I like them. I like Classic Traveller, which defines a structure for these tables I have to fill in. But I am missing a structure or recipe for creating tables in other systems.
So how do you create random encounter tables?
How do you handle different themes?
How do you handle challenge ratings?
How do you decide on likelihood?
Do you include modifiers for circumstances?
What else do you address when creating encounter tables?
(Please don't just post "I don't do encounter tables." I am looking for recipes and not for your opinion on encounter tables.)
I guess I am probably just a creature of habit from old school RPG/D&D.
Encounter tables (for me) start with the "terrain" - is it urban, rural, wilderness.
Next, why would the players BE there - what's the "hook" that triggers the encounter from the player view?
Then, brainstorm all the things they can run into: traps, ruins, the ecology of the creatures that live there, the people who might have settled, others passing through from some reason, etc. You just make a list - or even better - scan through previously made lists (yours and others).
Now weed out the list of ideas that you *don't want* to run as an encounter in the next few sessions.
If something is "close" but "not quite right" can it be reskinned to fit this circumstance?
Finally, you pick probabilities - this can be the easiest: just treat the "random" encounter table as a scratch off list and use each item you brainstormed once, in order.
The only time "probability" of encounter really matters is when you're simulating an ecology... or a table of the random encounters you might have with creatures just doing their normal business of living in an area.
Then you think of it as "likelihood that a party will encounter the thing each hour, or day, whatever time unit... while they are in the area"
Then you can throw a dart at a dartboard and use the number as a "1 in #" chance each day of encounter.
The specific numbers don't really matter unless you're trying to realsitically simulate some existing thing.
So, here's kind of a thinking out loud example of the noise above:
Where are the players?

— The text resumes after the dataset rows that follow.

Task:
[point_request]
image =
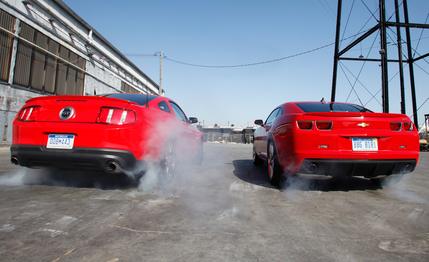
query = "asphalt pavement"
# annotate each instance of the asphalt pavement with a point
(223, 210)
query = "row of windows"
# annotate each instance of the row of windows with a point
(34, 68)
(7, 22)
(127, 88)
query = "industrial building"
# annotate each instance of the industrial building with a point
(47, 49)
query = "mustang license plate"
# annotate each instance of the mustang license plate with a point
(60, 141)
(364, 144)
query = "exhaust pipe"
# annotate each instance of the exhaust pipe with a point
(112, 167)
(14, 160)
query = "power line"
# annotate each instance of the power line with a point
(421, 34)
(177, 61)
(248, 64)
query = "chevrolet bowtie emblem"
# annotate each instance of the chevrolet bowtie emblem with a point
(363, 124)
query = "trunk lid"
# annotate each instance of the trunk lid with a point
(72, 109)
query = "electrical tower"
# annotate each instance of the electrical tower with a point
(381, 26)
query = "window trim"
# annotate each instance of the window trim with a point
(186, 118)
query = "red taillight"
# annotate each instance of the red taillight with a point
(28, 113)
(116, 116)
(408, 126)
(304, 124)
(395, 126)
(324, 125)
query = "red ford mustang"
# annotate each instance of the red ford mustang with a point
(335, 139)
(112, 133)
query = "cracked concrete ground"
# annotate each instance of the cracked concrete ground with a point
(224, 210)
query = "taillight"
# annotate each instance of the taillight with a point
(28, 113)
(395, 126)
(324, 125)
(408, 126)
(116, 116)
(304, 124)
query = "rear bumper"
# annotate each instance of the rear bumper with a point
(366, 168)
(107, 160)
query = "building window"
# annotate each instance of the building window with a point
(6, 41)
(127, 88)
(42, 72)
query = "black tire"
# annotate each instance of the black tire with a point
(257, 161)
(274, 169)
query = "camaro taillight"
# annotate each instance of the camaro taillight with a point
(28, 113)
(303, 124)
(324, 125)
(395, 126)
(408, 126)
(116, 116)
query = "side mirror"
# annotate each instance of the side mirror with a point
(259, 122)
(193, 120)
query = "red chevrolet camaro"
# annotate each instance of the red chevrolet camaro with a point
(112, 133)
(335, 139)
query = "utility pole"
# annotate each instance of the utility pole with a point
(410, 63)
(401, 69)
(381, 26)
(383, 54)
(337, 50)
(161, 56)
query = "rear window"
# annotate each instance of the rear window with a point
(140, 99)
(331, 107)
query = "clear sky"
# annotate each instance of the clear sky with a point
(226, 32)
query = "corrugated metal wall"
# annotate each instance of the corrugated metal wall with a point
(23, 56)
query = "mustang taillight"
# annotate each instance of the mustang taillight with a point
(28, 113)
(304, 124)
(324, 125)
(116, 116)
(408, 126)
(395, 126)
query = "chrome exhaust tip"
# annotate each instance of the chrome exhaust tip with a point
(112, 167)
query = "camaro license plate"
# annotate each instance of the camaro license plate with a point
(60, 141)
(365, 144)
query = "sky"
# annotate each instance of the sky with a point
(225, 32)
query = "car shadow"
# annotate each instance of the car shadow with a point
(246, 171)
(80, 179)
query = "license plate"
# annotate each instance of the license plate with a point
(365, 144)
(60, 141)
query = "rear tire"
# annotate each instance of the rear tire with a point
(169, 162)
(275, 173)
(257, 161)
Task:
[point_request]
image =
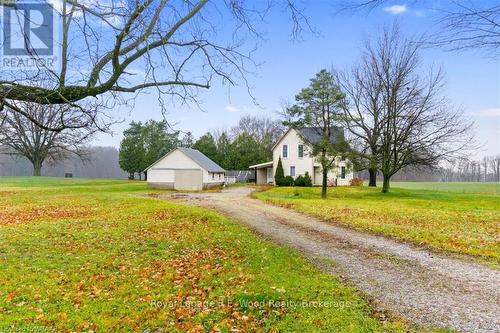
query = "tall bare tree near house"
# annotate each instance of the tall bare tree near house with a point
(266, 131)
(418, 127)
(364, 112)
(23, 137)
(318, 108)
(461, 24)
(119, 48)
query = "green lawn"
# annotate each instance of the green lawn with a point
(461, 218)
(463, 187)
(104, 256)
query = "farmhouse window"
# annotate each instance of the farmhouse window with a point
(301, 150)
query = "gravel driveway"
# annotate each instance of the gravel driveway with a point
(428, 289)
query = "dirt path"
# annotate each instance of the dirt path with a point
(427, 289)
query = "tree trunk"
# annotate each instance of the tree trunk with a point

Terrain: Wilderness (jungle, space, underground, what have you)
Why are the players there? Moving through hex to get to ... - camping - scouting for food as they move
What could happen?
Animal attacks - bears, bulettes, wasps, dragons, what have you - what *lives* here?
Natural weather hazard - a storm turns the turf into muddy mess
Terrain hazard - broken rocky ground that slows them down
Wandering NPCs - hunters, criminals, settlers, other adventurers, madmen on vision quest, wizard gathering spell components, woodcutter, fur trapper
So, which if those encounters don't fit your upcoming session plan - cross them off for now, but save the ideas for later reuse
Now you have a list of ... possibilities.
Which need probabilities?
The weather and the animals.
For those, you break up days into hours-long blocks - morning, afternoon, evening, night.
What are players doing in those?
Morning - breakfast, pray/learn spells, tend animals, break camp, move on
Afternoon - stop, lunch and tend animals, break camp, move on
Evening - stop, tend animals, set camp, dinner
Night - set watch - rest
Each block might have a weather check and an animal encounter check if you want random surprise.
My guesswork starting point is basically choose a 1 in X value - where X is the number of the days the party would be crossing wilderness hexes
10 days trip - start each idea for an encounter with a 1 in 10 - and try to make the table have 10 different interesting ideas for that.
Day 1 - morning - rabbits at dawn - nice breakfast idea...
Day 4 - night - curious hungry bear
etc.
So, I just made all that up off the top of my head for this reply without cracking a book or diving into notes - maybe 10-15 minutes tops?
All of the old D&D and AD&D books have random encounter tables by terrain that are wildly reusable / expandable.